This house sale contingency clause allows the buyer to walk away from their purchase agreement if they cannot sell their home when they expect.
The home sale clause is the least acceptable of all the real estate contract contingencies.
A home sale contingency creates tremendous risk for a seller. You are essentially putting faith in a buyer that they will do everything necessary to sell their property.
You have no idea if they will price their home correctly, hire an excellent real estate agent, and market it well.
Of all the real estate contingencies, as a seller, this is usually the one you’ll want to say—”Hell no!”
Sellers can protect their interests by including a kick-out clause, allowing them to accept another offer if the buyer’s contingencies cause delays.
Right of First Refusal Contingency
A right of first refusal clause gives a buyer the opportunity right but not the obligation to enter into a real estate transaction before others can. Purchase contracts involving homes can contain a right of first refusal.
Other examples of the first right of refusal include a condominium association’s ability to purchase a unit before it was listed for sale.
If the holder of the right of first refusal does not wish to proceed, other buyers can move forward with a purchase contract.
The Kick-Out Clause
A kick-out clause will give a seller the right to continue marketing a home if they receive an offer with contingencies or conditions that need to be met.
While most of the clauses we’ve looked at here protect the buyer, this one is definitely for the seller. If the seller has a buyer holding things up because they cannot sell their home, this clause can help.
The kick-out clause will give the buyer protection if they struggle to find a buyer for the property they own, which can delay their purchase. A kick-out clause allows the seller to continue marketing their property. It also allows them to switch to another buyer should they qualify to complete the sale.
The kick-out contingency clause can end the seller’s frustration by switching to a buyer who can close sooner. It is real estate terminology not many people are familiar with.
The Clean Title Contingency
A title search will ensure that the seller legally owns the property and that any liens on the property have been resolved before the sale. Conducting a title search ensures no liens or disputes could affect the property’s transfer.
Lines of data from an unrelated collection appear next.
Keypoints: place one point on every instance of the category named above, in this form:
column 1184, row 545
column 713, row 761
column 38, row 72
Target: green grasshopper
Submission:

Doing so will be done via a lien search. A title company or attorney will check the records to ensure everything is in order, allowing the sale to proceed. A title contingency helps protect buyers from unforeseen encumbrances that could complicate the property’s transfer.
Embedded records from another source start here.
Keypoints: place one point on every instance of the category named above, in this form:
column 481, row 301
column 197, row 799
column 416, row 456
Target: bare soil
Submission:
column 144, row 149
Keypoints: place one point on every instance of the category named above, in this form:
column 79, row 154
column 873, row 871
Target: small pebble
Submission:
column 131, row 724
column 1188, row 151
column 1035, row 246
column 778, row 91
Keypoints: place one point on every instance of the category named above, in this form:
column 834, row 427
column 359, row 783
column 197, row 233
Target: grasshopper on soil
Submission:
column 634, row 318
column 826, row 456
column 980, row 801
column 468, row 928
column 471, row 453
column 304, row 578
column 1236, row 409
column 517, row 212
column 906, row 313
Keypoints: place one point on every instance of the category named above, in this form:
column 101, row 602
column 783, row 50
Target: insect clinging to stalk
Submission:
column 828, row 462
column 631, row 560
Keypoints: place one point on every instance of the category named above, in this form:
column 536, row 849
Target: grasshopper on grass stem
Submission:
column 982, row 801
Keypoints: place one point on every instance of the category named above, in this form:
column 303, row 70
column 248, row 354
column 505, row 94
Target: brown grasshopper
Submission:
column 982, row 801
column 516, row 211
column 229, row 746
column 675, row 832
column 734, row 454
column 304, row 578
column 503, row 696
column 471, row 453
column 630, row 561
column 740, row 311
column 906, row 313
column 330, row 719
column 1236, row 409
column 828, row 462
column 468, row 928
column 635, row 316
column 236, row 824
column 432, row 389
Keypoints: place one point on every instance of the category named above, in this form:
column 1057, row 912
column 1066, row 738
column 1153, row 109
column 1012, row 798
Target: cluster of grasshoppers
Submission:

There can be problems, however. While closing, the issues uncovered in the title search can usually be fixed, but this isn’t always true.
If the seller hasn’t proven they own the property, the dispute over ownership can be difficult for the buyer. If the buyer still needs to pay a lien on the home, it may be better to break away from the deal and start looking for another property.
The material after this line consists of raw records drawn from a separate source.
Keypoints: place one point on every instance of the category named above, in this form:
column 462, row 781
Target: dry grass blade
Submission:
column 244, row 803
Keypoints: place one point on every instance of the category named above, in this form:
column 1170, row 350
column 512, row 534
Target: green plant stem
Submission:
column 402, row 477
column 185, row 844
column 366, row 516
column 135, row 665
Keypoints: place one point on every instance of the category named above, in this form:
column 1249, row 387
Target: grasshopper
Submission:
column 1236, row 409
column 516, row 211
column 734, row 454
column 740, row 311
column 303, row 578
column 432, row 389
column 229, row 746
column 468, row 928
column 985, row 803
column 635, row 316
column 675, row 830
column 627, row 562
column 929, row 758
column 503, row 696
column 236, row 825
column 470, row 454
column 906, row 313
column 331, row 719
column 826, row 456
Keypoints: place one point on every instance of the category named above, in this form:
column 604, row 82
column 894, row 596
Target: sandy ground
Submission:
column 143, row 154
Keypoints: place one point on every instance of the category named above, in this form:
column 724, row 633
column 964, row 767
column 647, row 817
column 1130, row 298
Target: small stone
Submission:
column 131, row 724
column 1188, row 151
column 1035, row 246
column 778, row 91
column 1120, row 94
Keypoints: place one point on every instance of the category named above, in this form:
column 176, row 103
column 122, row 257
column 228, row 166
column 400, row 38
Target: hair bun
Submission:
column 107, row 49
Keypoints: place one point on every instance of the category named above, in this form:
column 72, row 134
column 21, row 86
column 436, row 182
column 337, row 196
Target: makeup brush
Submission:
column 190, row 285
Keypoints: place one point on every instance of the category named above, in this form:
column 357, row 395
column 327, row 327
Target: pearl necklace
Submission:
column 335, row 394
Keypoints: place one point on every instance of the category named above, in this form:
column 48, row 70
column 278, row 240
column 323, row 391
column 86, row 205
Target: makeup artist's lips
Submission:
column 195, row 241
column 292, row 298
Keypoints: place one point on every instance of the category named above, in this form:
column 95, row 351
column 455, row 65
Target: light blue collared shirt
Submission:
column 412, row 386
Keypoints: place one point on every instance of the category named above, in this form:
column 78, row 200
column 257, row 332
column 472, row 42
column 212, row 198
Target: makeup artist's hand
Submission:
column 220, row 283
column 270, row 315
A title contingency helps protect buyers from unforeseen encumbrances that could complicate the property’s transfer.
Most attorneys, and rightfully so, will recommend a buyer purchase title insurance. It is almost always money worth spending.
Video: What to Know About Title Insurance
See why having title insurance is this quick and easy-to-understand video.
The Home Insurance Contingency
The home insurance clause can sometimes be a requirement. The lender wants to see if the purchaser has taken care of insurance before releasing the funds. While this might be easy for the purchaser to complete, there can be difficulties.
Obtaining the insurance needed for a home in certain regions more susceptible to natural disasters can be more challenging. Without insurance, the lender won’t approve the mortgage. The contingency clause allows the buyer to walk away with their earnest deposit returned.
The Right to Assign Contingency
This clause is more unusual as it is only relevant to wholesale investors. Wholesale investors agree to purchase properties and then sell them to other investors at wholesale prices. They do this by closing simultaneously or assigning the purchase agreement to the new investor.
The right-to-assign clause protects the wholesale investor if they cannot pass the purchase agreement to the new investor. The other investor might have problems with financing, leaving the wholesaler with a property contract they don’t want to purchase.
Miscellaneous Contingencies in Contracts
A contract can contain the following additional real estate contingencies. Use this real estate contingencies list to craft your next offer.
- Radon contingency
- Pest or rodent contingency
- Mold contingency
- Asbestos contingency
- Lead paint contingency
- Septic system inspection contingency
- Well-water inspection contingency
- Wetlands contingency
- Land survey contingency
Another Contingency Clause Example Using Radon as a Reference
The buyer may have the property inspected for radon gas by X date. At their own expense, if the radon test indicates the presence of radon gas above the required levels by the Federal Environmental Protection Agency, the buyer shall have the right to revoke the offer under the terms of this contract to the seller or their broker by X date. The test results shall accompany such notice.
There are many real estate contingencies buyers and sellers should have a firm grasp of before executing a contract.Click To TweetUnderstanding Contingent Listings and Their Impact
When buying or selling, distinguishing between a contingent listing and a pending sale is crucial. A contingent listing indicates that the seller has accepted an offer, but certain conditions or contingencies must be met before the sale can be finalized.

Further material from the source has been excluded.